Is using Personally Identifiable Information (PII) as foreign keys discouraged in database design?

While clensing PII from test data I have been stuck with a challenging scenario: cascading the changes through the foreign key relationships in the data. Given the focus on privacy and regulations should this practice be discouraged? If the PII itself were not used in any key fashion a neat trick would be to just shuffle the columns.
There are some commercial tools available to address this problem but none of them seem to handle a large variety of databases well.
Sounds dangerous and stupid and inefficient. Keys should be synthetic ids.
HIPAA has a concept called the "Unique Patient Identifier" which can be used as we describe to link data: http://www.ncvhs.hhs.gov/app4.htm
Unique Patient Identifier eliminates
the need for the repetitive use and
disclosure of an individual's personal
identification information (i.e. name,
age, sex, race, marital status, place
of residence, etc.) for routine
internal and external communications
(e.g. orders, results, medication,
consultation, etc.) and protects the
privacy of the individual. It helps
preserve the patient anonymity while
facilitating communication and
information sharing. Healthcare is
fundamentally a multi-disciplinary
process.
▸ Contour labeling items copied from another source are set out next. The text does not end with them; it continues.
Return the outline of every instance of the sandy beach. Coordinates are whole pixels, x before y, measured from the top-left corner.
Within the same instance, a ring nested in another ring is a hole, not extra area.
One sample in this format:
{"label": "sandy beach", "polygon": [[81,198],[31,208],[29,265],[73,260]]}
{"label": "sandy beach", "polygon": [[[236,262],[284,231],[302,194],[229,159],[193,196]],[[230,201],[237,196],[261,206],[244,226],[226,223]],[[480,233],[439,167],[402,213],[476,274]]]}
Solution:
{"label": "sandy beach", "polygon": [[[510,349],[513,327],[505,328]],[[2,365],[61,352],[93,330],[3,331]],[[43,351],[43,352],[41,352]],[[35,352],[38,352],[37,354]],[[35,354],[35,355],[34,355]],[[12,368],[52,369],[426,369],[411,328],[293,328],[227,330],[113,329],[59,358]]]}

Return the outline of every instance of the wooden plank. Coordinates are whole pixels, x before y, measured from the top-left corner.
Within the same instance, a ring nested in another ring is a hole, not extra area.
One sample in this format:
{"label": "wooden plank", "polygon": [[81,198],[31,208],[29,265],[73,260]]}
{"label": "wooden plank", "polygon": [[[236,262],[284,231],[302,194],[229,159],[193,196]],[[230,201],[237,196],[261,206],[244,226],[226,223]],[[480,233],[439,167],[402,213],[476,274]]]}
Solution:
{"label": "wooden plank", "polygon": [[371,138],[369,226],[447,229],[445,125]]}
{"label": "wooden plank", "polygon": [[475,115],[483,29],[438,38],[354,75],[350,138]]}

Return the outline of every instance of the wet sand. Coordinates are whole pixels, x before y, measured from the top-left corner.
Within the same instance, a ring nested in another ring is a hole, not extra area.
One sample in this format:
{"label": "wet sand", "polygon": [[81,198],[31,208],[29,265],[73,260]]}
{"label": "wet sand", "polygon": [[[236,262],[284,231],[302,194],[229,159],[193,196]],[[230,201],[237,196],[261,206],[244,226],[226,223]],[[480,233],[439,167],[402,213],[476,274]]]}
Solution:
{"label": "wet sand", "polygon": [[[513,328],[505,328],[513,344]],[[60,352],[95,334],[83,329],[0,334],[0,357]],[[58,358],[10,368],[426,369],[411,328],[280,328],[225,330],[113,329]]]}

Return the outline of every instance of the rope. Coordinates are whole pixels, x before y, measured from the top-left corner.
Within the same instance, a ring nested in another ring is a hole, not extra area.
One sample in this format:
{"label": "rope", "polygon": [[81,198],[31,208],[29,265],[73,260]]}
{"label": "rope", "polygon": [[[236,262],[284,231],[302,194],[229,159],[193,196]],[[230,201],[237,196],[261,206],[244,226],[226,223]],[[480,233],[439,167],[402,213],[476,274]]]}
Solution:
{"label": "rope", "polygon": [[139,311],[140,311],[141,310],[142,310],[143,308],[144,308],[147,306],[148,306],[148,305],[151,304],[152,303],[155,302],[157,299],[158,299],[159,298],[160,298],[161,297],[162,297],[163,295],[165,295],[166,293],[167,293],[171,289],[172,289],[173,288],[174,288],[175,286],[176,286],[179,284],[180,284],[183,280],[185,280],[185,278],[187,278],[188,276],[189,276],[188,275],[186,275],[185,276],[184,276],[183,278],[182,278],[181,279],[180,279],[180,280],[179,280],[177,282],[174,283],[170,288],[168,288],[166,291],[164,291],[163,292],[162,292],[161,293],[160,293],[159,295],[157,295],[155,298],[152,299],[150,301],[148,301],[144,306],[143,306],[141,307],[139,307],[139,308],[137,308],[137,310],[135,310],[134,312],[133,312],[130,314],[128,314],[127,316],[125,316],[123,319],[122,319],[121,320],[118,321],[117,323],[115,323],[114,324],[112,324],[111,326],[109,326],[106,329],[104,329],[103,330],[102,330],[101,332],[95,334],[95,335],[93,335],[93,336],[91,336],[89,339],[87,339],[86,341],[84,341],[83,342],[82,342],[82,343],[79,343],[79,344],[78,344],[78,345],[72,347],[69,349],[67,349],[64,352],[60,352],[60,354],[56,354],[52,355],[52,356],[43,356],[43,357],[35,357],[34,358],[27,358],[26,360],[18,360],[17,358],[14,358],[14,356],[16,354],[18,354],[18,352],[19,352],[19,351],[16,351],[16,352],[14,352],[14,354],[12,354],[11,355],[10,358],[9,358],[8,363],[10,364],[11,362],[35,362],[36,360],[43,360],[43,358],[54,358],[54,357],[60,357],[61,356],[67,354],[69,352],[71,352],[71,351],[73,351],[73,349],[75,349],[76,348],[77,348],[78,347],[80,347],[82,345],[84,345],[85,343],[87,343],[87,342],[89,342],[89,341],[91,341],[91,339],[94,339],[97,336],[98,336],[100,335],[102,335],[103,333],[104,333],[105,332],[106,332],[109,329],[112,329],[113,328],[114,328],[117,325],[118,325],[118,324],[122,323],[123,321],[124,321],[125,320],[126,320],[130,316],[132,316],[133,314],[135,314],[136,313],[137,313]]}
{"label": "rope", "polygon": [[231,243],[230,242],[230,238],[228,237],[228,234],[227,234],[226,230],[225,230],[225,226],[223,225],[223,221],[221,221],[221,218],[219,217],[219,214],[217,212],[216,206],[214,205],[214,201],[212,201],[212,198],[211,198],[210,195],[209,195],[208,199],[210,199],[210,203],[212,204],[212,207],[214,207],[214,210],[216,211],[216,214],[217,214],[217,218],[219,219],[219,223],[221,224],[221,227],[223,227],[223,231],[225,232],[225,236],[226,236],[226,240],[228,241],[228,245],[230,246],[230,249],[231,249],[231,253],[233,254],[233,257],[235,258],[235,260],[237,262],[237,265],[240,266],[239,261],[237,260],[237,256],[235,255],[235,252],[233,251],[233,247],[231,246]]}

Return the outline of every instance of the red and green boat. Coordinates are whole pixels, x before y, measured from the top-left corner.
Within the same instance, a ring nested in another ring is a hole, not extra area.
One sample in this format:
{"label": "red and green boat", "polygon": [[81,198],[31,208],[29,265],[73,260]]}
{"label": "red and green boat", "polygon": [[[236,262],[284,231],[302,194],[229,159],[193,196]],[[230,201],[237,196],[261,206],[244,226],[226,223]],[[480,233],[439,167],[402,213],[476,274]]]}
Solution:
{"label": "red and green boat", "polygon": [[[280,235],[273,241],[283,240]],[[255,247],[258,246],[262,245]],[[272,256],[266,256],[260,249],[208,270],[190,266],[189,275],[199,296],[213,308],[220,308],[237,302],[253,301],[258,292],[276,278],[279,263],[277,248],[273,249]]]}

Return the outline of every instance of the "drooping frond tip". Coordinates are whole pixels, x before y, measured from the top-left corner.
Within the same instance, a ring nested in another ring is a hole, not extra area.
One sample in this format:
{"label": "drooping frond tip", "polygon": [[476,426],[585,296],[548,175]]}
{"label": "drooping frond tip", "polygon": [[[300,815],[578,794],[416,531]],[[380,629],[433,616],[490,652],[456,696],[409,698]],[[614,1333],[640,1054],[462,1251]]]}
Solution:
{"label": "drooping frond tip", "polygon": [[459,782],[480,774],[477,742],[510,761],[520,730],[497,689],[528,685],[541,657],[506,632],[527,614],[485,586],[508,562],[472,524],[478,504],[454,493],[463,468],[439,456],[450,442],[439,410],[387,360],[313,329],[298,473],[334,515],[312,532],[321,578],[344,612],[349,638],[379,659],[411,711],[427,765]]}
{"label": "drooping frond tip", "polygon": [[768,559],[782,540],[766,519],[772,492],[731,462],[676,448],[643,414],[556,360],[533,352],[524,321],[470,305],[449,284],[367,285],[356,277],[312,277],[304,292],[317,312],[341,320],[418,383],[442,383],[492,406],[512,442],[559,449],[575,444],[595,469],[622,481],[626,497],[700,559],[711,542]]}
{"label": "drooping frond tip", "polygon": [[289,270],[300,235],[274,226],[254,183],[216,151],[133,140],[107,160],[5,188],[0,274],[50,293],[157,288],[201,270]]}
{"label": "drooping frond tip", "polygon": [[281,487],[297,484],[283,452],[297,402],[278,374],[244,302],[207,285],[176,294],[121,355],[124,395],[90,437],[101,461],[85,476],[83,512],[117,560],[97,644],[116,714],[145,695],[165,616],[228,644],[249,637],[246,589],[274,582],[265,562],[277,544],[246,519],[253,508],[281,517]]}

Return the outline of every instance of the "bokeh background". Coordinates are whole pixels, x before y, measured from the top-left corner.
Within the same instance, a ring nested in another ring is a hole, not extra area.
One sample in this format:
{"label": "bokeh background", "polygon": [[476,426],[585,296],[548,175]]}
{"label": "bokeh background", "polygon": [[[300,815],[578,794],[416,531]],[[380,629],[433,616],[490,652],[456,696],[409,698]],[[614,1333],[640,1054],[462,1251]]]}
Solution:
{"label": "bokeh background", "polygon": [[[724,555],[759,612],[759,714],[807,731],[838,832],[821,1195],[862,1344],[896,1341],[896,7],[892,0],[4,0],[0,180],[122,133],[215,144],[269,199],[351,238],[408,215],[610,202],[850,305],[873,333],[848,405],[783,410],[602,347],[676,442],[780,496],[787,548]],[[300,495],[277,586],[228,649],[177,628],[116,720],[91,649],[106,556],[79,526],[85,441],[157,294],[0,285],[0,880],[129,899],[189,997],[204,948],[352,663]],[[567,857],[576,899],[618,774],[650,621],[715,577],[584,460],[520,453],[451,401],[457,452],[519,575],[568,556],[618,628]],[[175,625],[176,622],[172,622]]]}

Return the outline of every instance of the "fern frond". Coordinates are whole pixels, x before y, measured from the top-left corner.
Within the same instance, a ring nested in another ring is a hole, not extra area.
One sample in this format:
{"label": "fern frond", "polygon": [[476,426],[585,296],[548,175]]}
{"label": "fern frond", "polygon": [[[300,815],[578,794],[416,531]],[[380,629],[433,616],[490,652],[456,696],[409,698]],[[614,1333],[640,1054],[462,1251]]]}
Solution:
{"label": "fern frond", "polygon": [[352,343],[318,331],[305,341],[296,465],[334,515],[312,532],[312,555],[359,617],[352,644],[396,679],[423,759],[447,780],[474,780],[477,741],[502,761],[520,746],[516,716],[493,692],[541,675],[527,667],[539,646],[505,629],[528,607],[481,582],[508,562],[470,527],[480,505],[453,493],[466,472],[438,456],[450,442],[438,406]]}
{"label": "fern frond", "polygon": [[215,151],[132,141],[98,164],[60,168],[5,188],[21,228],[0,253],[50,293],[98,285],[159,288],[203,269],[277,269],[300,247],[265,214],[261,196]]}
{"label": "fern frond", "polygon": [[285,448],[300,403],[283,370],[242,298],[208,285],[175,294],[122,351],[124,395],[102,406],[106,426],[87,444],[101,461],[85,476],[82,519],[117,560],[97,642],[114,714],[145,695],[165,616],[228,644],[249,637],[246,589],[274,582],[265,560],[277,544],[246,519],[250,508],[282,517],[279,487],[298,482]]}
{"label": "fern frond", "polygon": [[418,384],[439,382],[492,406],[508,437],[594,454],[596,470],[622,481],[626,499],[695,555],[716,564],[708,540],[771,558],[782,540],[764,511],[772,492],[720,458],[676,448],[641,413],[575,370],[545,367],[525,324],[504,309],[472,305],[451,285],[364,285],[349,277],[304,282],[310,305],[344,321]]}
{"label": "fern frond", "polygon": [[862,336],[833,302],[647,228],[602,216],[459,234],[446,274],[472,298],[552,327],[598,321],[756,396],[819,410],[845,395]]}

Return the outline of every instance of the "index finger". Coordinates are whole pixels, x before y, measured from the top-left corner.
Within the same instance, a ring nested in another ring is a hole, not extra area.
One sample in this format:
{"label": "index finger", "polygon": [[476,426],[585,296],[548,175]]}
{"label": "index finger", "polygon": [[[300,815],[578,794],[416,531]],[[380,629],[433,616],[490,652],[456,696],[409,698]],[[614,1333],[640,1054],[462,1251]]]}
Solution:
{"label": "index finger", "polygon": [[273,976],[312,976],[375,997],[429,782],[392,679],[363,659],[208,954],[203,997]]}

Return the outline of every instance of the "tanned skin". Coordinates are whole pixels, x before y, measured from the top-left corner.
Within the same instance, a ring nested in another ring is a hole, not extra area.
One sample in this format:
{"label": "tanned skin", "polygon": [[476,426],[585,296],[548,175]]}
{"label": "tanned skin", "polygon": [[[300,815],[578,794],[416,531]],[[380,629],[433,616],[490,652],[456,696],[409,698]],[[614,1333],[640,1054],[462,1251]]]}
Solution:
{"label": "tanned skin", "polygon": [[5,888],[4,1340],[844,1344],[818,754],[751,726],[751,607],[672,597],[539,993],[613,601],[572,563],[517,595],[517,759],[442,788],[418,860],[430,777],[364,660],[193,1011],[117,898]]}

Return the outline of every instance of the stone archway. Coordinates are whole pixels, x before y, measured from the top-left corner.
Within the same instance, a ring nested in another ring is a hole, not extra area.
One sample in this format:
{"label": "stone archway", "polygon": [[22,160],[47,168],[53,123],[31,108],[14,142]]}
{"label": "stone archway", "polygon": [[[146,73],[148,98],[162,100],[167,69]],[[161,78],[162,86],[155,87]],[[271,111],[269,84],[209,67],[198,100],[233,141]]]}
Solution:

A Unique Patient Identifier
enables the integration and the
availability of critically needed
information from multi-disciplinary
sources and multiple care settings.
Therefore, the integrity and security
of the patient information depend on
the use of a reliable Unique Patient
Identifier.
The privacy issue hinges not so much on the identifier itself, but on the security and privacy of the data that the identifier is used to access, and how that access is controlled. My understanding is that typically this means that a system querying for information via a patient identifier should only get back information that can not be pieced together to reveal private information.
Essentially you would generate an artificial key for each person. Even though it is unique to the person, it is not personally identifying, unless you also were to release personally identifiable information along with it. For example, if you let people see only first names with a particular query, but also returned the artificial key, then they now know that artificial key 00003 is associated with first name Bob. now if you allow them to somehow go back and query with 00003 as criteria, and allow them access to the lastname, you can see how they can start to accumulate information. It is important that there be no way for an unauthorized user to get the artifical key and PII returned in the same query, since that would then make the artifical key itself PII. that's my interpretation at least.
Besides the HIPPA issues, another problem with using PII as a key is that it changes. People get new SSNs when they have their identities stolen. SSNs are also often miskeyed and thus relate the information for the wrong person (thinking more of data imports from other systems here). People (especially female people) often change their names. Differnt people also have the same name (and often, for this reason, databases hold incorrect SSN infomation for them as well becasue they match to the wrong SSN for that name) and thus very little PPI is in fact unique enough to be a key field. Further, PII should be stored in an encrypted field making it an even worse choice for a key field.